Human Oxygenase Variants Employing a Single Protein FeII Ligand Are Catalytically Active

Aspartate/asparagine-beta-hydroxylase (AspH) is a human 2-oxoglutarate (2OG) and Fe-II oxygenase that catalyses C3 hydroxylations of aspartate/asparagine residues of epidermal growth factor-like domains (EGFDs). Unusually, AspH employs two histidine residues to chelate FeII rather than the typical triad of two histidine and one glutamate/aspartate residue. We report kinetic, inhibition, and crystallographic studies concerning human AspH variants in which either of its Fe-II binding histidine residues are substituted for alanine. Both the H725A and, in particular, the H679A AspH variants retain substantial catalytic activity.

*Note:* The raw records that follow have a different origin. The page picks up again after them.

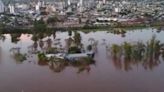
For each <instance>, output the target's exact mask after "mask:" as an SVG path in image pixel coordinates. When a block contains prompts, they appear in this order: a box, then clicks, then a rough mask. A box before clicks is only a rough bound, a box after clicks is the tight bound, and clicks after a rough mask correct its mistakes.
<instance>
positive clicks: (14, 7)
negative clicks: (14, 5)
mask: <svg viewBox="0 0 164 92" xmlns="http://www.w3.org/2000/svg"><path fill="white" fill-rule="evenodd" d="M8 7H9V12H10V14H14V13H15V7H14V5H11V4H9V6H8Z"/></svg>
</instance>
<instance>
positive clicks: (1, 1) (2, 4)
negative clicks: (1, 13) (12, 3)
mask: <svg viewBox="0 0 164 92" xmlns="http://www.w3.org/2000/svg"><path fill="white" fill-rule="evenodd" d="M4 11H5V5H4V4H3V2H2V1H1V0H0V13H2V12H4Z"/></svg>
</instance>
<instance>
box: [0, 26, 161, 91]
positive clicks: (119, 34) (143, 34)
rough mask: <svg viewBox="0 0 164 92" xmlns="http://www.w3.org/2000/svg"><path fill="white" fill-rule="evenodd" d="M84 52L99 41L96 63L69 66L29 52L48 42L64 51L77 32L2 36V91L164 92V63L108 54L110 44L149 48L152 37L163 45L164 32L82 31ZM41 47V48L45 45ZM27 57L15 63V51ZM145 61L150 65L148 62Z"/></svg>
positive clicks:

Crystal structures clearly reveal metal-ligation by only a single protein histidine ligand. The results have implications for the functional assignment of 2OG oxygenases and for the design of non-protein biomimetic catalysts.

Automated summary

The study on human AspH variants reveals insights into its catalytic mechanism, with implications for the functional assignment of 2OG oxygenases and the design of non-protein biomimetic catalysts. The crystal structures show the metal-ligation by only a single protein histidine ligand, indicating a unique approach in Fe-II binding compared to the typical triad of residues. Both H725A and H679A AspH variants exhibit substantial catalytic activity, highlighting their potential applications.